The result is a landscape where context length and inference cost are genuinely in tension. Pasting your entire codebase into a 200K context is technically feasible, but whether it’s cost-effective depends heavily on your API volume and how stable that context is across calls.

What the model “remembers”

Here’s the subtle part. The context window is not memory in any human sense. The model doesn’t build a mental model of your document and then answer from that understanding. It generates each output token by attending to the raw input text in real time.

Ask the model “what did the report say about Q2 revenue?” and it doesn’t recall a summary it formed while reading. It attends to the raw text, finds patterns relating to “Q2 revenue” across the full context, and synthesizes a response. Fast and powerful, but with a specific failure mode.

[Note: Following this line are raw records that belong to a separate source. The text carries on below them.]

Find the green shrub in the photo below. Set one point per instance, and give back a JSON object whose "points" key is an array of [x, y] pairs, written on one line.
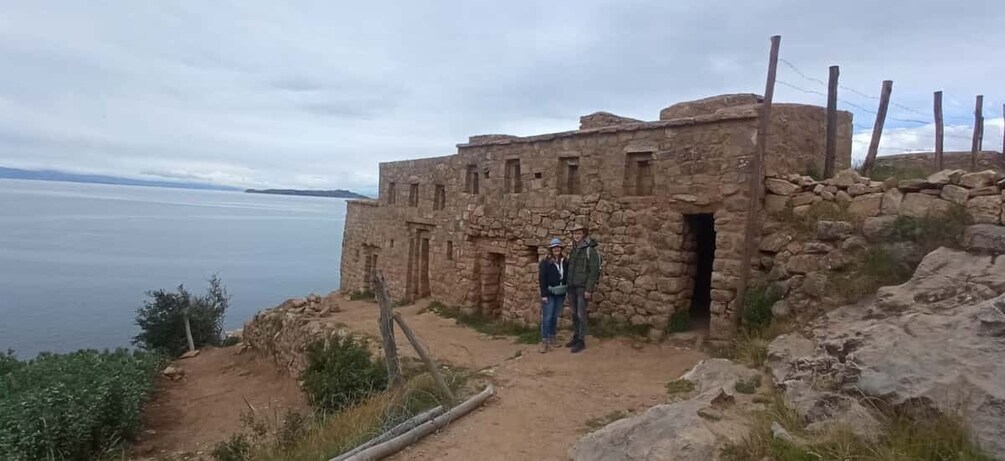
{"points": [[75, 406], [757, 306], [162, 323], [341, 373]]}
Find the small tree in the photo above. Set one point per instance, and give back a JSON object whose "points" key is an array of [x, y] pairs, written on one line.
{"points": [[162, 318]]}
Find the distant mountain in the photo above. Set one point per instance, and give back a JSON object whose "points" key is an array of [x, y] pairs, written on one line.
{"points": [[339, 194], [48, 175]]}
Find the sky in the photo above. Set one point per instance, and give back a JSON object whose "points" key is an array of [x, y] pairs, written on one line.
{"points": [[316, 94]]}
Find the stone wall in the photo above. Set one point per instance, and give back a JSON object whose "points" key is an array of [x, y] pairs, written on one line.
{"points": [[858, 212], [441, 226]]}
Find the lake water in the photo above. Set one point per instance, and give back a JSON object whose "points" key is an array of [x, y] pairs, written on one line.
{"points": [[76, 259]]}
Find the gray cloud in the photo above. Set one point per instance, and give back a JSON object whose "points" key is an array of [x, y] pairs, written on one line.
{"points": [[316, 93]]}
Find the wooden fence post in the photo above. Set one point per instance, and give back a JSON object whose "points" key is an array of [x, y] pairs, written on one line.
{"points": [[387, 331], [940, 134], [424, 356], [755, 183], [975, 145], [831, 146], [870, 158]]}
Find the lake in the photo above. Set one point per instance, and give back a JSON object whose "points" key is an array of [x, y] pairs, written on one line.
{"points": [[76, 259]]}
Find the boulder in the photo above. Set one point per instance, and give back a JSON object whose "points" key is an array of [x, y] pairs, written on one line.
{"points": [[935, 340], [834, 230], [781, 187], [979, 179], [865, 205], [955, 194], [985, 209], [985, 238]]}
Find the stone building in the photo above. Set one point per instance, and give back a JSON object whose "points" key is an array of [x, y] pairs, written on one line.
{"points": [[664, 199]]}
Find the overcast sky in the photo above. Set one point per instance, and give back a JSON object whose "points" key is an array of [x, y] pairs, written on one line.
{"points": [[315, 94]]}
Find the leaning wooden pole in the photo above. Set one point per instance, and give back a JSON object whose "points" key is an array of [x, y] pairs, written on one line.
{"points": [[830, 153], [399, 443], [975, 146], [424, 356], [870, 157], [755, 183], [940, 131], [387, 331]]}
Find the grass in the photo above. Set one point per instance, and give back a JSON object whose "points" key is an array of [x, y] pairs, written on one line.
{"points": [[596, 423], [906, 435], [322, 436], [492, 326]]}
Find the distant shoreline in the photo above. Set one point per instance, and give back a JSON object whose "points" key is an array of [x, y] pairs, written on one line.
{"points": [[338, 194]]}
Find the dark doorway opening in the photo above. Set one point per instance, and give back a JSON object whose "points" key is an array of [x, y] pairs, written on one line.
{"points": [[699, 235]]}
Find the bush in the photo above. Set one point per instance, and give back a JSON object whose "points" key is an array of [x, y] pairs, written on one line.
{"points": [[75, 406], [162, 319], [341, 373]]}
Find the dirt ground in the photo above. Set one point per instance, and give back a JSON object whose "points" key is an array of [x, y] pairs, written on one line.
{"points": [[542, 405], [193, 414]]}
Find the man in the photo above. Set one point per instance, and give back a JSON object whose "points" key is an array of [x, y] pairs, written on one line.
{"points": [[584, 268]]}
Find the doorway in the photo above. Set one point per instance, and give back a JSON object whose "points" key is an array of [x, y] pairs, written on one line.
{"points": [[699, 239]]}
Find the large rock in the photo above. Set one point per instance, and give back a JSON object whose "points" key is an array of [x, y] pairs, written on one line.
{"points": [[781, 187], [865, 205], [936, 339], [985, 238], [985, 209], [678, 431]]}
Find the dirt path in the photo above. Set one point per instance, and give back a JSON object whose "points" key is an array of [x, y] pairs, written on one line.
{"points": [[543, 401], [193, 414]]}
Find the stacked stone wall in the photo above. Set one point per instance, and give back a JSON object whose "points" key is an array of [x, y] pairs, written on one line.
{"points": [[698, 166], [858, 212]]}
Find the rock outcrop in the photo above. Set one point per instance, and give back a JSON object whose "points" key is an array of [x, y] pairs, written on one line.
{"points": [[689, 430], [937, 340]]}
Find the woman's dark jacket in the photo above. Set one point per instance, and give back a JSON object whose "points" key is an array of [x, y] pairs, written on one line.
{"points": [[549, 274]]}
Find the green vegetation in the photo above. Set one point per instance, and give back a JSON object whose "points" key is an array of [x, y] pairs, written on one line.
{"points": [[528, 334], [340, 373], [907, 434], [162, 323], [76, 406]]}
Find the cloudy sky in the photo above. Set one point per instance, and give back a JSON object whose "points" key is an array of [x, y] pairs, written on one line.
{"points": [[315, 94]]}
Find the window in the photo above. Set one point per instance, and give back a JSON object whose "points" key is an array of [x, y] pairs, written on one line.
{"points": [[569, 175], [413, 195], [471, 180], [638, 174], [514, 184], [439, 197]]}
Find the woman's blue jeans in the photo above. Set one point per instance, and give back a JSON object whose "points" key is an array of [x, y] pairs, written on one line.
{"points": [[550, 312]]}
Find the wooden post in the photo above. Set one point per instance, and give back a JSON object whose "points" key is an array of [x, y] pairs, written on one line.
{"points": [[188, 331], [831, 146], [424, 356], [755, 182], [976, 144], [387, 331], [940, 135], [870, 158]]}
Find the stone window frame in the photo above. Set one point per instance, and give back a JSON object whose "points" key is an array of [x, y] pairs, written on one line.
{"points": [[567, 164], [439, 197], [513, 180], [392, 193], [413, 195], [471, 179]]}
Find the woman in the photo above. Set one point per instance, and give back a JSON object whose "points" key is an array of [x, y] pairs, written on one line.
{"points": [[553, 271]]}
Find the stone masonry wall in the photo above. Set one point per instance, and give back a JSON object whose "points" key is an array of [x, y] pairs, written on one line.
{"points": [[799, 265], [696, 165]]}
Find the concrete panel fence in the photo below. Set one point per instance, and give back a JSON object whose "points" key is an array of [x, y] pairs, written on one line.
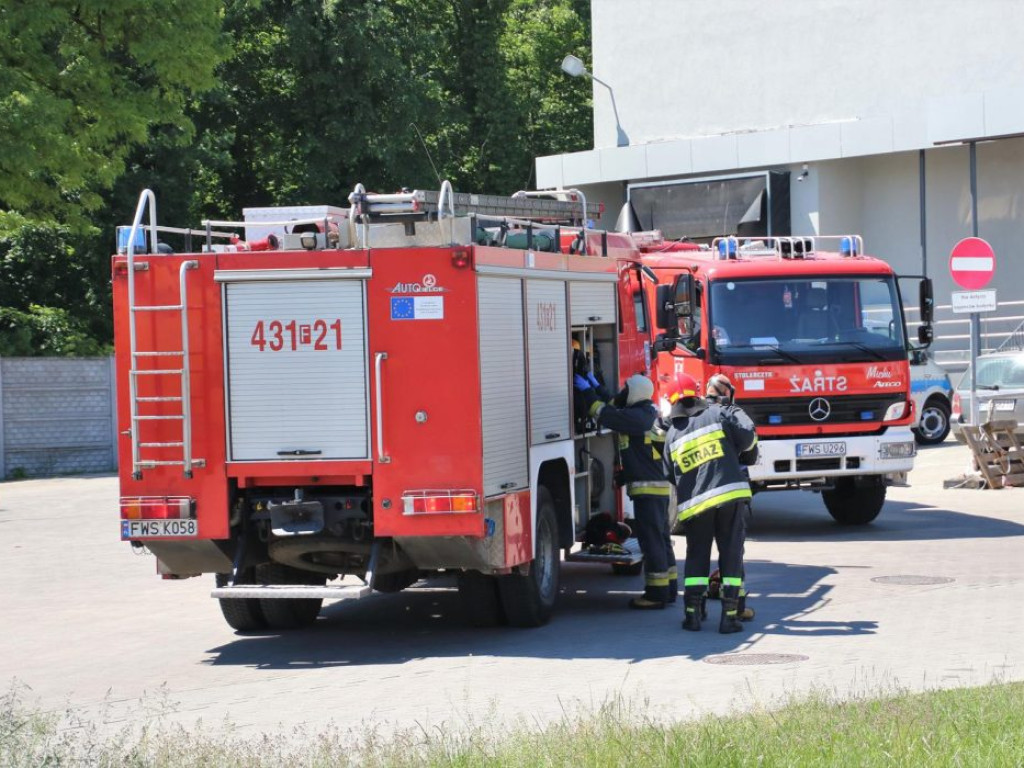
{"points": [[57, 416]]}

When the relevant text is buried in the middle of a very long context, models can underweight it relative to text near the beginning and end of the window. Research from Stanford documented this pattern across multiple model architectures: performance on retrieval tasks degrades for content placed in the middle of long contexts, even when the model nominally has enough context window to see it. The researchers called it “lost in the middle.”

This is why retrieval-augmented generation (RAG) still has a role even as context windows expand. Retrieving and surfacing the two most relevant chunks often outperforms giving the model 50 chunks to sort through, because precision of context matters alongside size of context.

Why this matters in 2026

Context windows have grown so large that some teams are treating them as a substitute for retrieval infrastructure. For a codebase under 150,000 tokens, context stuffing is sometimes simpler and more accurate than maintaining a vector index, because the model sees everything in one shot rather than relying on similarity search to fetch the right pieces.

The economics don’t always follow, though. Filling a 200K-token context on every API call is expensive at current rates, especially at any meaningful request volume. The sweet spot for most production use cases is still some combination of retrieval (to narrow down what goes in the window) plus a reasonably sized context (to give the model enough room to reason across it).

What’s genuinely new in 2026 is how cheaply you can now get to 100K tokens of effective context versus three years ago. The cost curve has dropped dramatically. Long-context workflows that required expensive API tiers in 2023 are now accessible at standard pricing. That’s changing what kinds of applications are worth building.

Common misconceptions

“The model reads the context before answering.” There’s no sequential pass. Attention is computed across the full context simultaneously. The model doesn’t need to “get to” a part of the document: it sees it all at once in each layer.

“A larger context window means better answers.” Not automatically. More context can mean more noise. A model given 50 irrelevant pages alongside 2 relevant ones can perform worse than the same model given just the 2 relevant pages. Precision of context matters as much as volume.

“Tokens are just words.” They’re not. A single word can span multiple tokens, a single token can be a fragment of a word, and the same sequence of characters tokenizes differently depending on where it appears. Short, common English words tend to be single tokens. Technical vocabulary, code, and non-English text often tokenize less efficiently.

“The model loses information near its context limit.” Most models use fixed positional embeddings that treat position 1 and position 200,000 equivalently in terms of raw representational capacity. What changes is the “lost in the middle” degradation pattern described above. The model can see everything in the window; the issue is attention weight distribution, not literal information loss.